In January we honor the birthday of Dr. Martin Luther King Jr.

We can never read his Letter from Birmingham Jail too many times:

 

We know through painful experience that freedom is never voluntarily given by the oppressor; it must be demanded by the oppressed.

...

Let us turn to a more concrete example of just and unjust laws. An unjust law is a code that a majority inflicts on a minority that is not binding on itself. This is difference made legal. On the other hand, a just law is a code that a majority compels a minority to follow, and that it is willing to follow itself. This is sameness made legal.

 

What meaning do the themes presented in Letter from Birmingham Jail, written in August 1963, have for you in January 2022?

 

Which chapters and scenes in A Wounded Deer Leaps Highest present experiences of legalized oppression and social injustice?  

 

What do you think about how these experiences are presented in the narrative of the story?

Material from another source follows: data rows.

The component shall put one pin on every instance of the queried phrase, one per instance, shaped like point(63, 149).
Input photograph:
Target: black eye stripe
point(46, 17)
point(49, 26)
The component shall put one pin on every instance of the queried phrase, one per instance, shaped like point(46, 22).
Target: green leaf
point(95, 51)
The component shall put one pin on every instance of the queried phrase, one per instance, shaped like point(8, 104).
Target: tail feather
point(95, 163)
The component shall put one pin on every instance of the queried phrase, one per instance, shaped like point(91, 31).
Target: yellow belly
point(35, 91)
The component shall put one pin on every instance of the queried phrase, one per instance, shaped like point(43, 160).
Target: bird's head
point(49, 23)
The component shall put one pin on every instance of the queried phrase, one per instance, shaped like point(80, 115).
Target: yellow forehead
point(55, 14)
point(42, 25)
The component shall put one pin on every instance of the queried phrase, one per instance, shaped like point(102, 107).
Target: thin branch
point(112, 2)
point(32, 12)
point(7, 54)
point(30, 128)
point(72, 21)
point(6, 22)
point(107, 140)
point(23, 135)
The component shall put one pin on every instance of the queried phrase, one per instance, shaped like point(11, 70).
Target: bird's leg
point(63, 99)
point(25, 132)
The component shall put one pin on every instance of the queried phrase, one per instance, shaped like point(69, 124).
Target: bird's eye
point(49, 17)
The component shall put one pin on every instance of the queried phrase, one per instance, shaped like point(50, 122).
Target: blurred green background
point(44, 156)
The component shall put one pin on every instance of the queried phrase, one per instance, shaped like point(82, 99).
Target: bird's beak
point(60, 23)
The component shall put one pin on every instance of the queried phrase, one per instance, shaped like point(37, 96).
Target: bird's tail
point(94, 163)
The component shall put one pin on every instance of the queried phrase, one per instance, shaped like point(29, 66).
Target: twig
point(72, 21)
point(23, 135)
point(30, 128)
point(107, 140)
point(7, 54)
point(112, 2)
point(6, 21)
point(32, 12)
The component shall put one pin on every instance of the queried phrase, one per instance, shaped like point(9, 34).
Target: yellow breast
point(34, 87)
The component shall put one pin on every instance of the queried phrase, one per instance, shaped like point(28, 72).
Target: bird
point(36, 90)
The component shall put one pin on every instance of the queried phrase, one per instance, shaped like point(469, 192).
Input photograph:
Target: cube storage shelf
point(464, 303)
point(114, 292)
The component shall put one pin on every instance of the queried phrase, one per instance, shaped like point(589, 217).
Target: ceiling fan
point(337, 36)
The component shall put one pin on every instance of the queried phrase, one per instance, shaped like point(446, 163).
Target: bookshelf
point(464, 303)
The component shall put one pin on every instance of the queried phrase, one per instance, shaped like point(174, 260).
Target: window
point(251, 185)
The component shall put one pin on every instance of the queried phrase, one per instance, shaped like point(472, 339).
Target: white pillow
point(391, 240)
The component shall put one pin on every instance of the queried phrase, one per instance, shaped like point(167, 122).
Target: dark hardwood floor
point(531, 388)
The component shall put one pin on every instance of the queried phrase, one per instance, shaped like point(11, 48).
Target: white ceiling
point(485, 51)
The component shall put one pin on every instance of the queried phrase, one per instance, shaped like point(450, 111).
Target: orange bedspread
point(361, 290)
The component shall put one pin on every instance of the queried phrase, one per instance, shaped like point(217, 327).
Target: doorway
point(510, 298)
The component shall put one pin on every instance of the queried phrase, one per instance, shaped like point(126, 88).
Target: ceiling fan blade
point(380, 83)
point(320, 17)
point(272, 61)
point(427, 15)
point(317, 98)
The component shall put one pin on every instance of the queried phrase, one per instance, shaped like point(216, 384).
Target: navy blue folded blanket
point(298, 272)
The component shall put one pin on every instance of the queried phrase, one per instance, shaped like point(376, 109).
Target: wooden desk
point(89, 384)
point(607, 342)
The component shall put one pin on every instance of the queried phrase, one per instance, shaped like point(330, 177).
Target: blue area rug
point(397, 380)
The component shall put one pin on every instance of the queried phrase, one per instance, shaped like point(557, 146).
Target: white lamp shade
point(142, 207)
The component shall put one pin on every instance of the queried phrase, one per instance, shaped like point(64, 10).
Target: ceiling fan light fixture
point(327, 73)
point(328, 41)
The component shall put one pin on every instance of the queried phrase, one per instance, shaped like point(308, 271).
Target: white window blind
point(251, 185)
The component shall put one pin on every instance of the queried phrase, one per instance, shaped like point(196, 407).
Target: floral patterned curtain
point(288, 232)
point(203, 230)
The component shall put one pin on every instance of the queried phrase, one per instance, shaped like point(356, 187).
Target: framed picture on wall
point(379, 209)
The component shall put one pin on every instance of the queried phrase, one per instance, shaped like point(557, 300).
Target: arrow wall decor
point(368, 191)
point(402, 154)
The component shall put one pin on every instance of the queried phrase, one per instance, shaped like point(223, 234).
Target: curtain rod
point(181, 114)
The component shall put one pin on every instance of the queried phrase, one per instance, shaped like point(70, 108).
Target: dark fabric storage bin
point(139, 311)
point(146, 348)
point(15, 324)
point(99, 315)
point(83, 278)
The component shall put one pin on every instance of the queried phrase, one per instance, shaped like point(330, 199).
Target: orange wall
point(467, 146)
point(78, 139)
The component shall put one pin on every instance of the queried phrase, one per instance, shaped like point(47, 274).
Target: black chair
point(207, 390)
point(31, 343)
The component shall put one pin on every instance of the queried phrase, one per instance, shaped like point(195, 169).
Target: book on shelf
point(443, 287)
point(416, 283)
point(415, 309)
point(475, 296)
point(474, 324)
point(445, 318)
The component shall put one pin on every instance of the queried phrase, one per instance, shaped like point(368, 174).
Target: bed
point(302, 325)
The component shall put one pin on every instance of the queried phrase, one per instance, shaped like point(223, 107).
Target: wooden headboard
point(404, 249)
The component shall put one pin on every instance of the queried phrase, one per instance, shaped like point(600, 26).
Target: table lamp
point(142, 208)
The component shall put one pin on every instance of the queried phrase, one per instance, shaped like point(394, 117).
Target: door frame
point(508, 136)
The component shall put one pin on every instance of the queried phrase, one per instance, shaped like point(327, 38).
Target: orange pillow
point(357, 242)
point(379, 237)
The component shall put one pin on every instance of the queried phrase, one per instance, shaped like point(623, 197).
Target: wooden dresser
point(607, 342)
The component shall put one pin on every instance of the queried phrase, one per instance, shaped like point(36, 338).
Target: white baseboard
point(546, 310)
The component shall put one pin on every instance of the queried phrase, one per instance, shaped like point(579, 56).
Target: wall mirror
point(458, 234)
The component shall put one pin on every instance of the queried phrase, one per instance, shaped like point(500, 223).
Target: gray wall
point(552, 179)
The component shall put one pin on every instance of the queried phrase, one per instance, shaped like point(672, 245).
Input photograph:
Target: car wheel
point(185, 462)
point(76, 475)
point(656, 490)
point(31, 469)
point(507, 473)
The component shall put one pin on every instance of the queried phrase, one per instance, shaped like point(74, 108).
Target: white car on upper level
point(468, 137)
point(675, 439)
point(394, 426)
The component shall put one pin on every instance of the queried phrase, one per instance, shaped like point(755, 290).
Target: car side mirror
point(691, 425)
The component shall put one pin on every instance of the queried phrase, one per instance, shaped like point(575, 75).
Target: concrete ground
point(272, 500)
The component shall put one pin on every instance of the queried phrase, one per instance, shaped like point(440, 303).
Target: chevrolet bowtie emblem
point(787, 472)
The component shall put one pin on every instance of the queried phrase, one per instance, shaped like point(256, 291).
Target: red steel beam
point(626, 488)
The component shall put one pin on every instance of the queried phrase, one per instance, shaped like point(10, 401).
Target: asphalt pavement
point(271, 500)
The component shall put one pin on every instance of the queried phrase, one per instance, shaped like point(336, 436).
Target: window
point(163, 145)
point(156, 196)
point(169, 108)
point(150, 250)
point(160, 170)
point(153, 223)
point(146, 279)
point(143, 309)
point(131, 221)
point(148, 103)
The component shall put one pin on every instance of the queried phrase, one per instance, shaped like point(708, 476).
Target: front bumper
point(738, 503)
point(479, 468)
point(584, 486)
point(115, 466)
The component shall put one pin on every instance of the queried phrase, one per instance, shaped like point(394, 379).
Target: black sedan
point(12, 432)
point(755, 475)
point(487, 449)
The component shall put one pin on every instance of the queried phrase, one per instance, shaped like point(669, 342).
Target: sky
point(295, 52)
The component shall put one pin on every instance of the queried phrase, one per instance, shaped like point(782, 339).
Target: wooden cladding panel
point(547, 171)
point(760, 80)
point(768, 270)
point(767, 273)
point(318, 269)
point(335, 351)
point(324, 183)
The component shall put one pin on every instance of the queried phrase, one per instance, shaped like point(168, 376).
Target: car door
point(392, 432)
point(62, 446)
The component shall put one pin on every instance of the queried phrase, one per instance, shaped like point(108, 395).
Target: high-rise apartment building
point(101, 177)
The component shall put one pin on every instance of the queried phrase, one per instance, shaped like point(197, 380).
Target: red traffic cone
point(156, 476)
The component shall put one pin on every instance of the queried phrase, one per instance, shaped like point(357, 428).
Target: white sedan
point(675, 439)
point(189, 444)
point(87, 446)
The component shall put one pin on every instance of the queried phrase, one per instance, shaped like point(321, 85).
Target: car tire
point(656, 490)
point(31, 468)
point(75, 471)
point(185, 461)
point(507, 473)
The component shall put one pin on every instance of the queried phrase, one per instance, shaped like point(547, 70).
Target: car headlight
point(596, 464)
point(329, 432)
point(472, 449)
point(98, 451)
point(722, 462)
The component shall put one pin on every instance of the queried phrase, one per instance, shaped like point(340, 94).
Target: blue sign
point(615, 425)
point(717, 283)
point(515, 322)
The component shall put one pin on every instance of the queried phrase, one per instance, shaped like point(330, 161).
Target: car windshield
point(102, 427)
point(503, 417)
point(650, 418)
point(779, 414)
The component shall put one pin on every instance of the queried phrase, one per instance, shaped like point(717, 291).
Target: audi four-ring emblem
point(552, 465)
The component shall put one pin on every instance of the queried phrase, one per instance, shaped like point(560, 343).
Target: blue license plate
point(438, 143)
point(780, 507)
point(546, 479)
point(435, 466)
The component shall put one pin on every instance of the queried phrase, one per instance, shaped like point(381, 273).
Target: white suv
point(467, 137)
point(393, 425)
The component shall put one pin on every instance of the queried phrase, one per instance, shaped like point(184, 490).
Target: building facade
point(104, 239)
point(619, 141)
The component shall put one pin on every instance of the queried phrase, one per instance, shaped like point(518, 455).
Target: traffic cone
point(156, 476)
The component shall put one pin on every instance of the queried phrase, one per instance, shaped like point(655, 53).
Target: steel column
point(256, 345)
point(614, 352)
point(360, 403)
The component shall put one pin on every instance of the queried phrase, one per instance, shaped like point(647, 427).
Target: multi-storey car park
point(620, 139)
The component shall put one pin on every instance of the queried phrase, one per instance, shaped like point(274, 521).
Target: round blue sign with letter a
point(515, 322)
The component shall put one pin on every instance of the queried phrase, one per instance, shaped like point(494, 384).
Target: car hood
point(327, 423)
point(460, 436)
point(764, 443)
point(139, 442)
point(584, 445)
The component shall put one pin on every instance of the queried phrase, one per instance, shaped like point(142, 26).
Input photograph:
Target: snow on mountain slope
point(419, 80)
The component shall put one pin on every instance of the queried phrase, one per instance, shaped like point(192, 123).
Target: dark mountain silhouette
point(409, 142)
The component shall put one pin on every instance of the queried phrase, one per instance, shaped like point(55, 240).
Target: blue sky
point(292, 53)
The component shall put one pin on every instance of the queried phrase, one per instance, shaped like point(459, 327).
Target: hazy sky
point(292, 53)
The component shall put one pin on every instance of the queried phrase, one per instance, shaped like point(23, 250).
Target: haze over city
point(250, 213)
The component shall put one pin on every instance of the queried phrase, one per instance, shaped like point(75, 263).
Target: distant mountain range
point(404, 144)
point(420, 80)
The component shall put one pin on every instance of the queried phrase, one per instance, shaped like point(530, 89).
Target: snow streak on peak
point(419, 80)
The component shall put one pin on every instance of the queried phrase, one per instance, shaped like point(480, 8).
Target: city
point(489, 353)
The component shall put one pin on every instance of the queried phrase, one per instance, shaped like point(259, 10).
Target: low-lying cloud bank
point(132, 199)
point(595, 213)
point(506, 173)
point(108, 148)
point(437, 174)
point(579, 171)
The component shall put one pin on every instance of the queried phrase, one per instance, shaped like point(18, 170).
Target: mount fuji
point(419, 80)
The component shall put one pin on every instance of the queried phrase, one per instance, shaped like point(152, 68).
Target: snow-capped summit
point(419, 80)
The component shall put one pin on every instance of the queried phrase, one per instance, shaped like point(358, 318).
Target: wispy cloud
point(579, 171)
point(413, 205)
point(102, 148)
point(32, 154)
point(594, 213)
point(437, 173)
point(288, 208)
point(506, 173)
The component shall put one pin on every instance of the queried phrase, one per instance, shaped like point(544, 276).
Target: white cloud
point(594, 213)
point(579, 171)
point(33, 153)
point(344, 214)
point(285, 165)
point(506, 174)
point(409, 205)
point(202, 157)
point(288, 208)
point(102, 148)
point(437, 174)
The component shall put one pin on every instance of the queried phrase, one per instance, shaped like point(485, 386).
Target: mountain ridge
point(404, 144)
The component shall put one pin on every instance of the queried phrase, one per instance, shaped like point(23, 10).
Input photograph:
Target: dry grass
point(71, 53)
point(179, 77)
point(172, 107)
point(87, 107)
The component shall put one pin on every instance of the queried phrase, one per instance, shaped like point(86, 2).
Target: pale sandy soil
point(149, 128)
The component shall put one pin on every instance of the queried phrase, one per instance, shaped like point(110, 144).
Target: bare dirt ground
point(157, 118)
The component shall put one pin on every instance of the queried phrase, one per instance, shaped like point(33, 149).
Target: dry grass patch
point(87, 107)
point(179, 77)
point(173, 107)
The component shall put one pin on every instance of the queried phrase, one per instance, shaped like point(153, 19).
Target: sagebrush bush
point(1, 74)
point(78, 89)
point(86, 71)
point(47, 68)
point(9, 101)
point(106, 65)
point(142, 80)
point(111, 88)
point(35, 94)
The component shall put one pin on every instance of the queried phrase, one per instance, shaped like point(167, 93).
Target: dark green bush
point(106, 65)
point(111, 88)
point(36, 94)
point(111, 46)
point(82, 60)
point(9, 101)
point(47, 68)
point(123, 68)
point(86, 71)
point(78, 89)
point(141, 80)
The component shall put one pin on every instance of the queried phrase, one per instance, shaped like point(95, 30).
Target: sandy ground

Are they expressed with authenticity and historical accuracy?

 

In his Letter from Birmingham Jail, Dr. King also asserted:

 

To put it in the terms of St. Thomas Aquinas, an unjust law is a human law that is not rooted in eternal and natural law. Any law that uplifts human personality is just. Any law that degrades human personality is unjust. All segregation statutes are unjust because segregation distorts the soul and damages the personality. It gives the segregator a false sense of superiority and the segregated a false sense of inferiority. To use the words of Martin Buber, the great Jewish philosopher, segregation substitutes an "I - it" relationship for the "I - thou" relationship and ends up relegating persons to the status of things. So segregation is not only politically, economically, and sociologically unsound, but it is morally wrong and sinful. Paul Tillich has said that sin is separation. Isn't segregation an existential expression of man's tragic separation, an expression of his awful estrangement, his terrible sinfulness?

 

What relevance does this passage have for our current social and political realities?